Nasza Loteria NaM - pasek na kartach artykułów

Uczczą słynną działaczkę?

Redakcja
Członkowie gnieźnieńskiego TOZ-u chcą złożyć wniosek, aby gnieźnieńskie schronisko nosiło nazwę śp. Kazimiery Janas-Sędrak. Ta znana wielu osobom wielka miłośniczka zwierząt zmarła - przypomnijmy - siedem lat temu, dokładnie 9 maja 2004 roku.
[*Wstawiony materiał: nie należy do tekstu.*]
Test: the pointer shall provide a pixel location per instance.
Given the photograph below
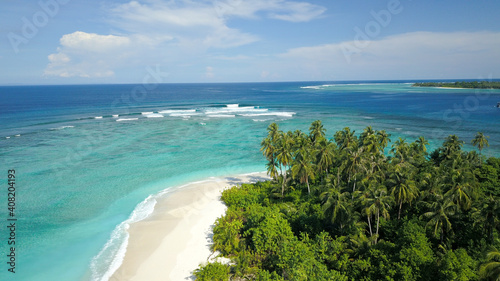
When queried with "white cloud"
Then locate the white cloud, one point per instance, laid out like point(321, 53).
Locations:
point(91, 42)
point(169, 32)
point(276, 9)
point(409, 55)
point(87, 55)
- Wkrótce wniosek o nazwanie schroniska dla zwierząt jej imieniem złożymy w Urzędzie Miasta - przyznaje Janina Matczyńska, z gnieźnieńskiego oddziału TOZ-u. - Kazimiera Janas-Sędrak była założycielką placówki na Kawiarach. Wcześniej prowadziła schronisko na ulicy Warszawskiej, tam gdzie obecnie mieści się siedziba naszej placówki. Myślimy, że to, z jakim poświęceniem zajmowała się potrzebującymi zwierzętami, zasługuje na to, aby schronisko nosiło jej imię - tłumaczy Janina Matczyńska.

- Kazimiera Janas-Sędrak dała się poznać jako osoba, dla której nie ma rzeczy niemożliwych, jeżeli chodzi o pomoc potrzebującym zwierzętom - podaje Wiesława Możdżeń.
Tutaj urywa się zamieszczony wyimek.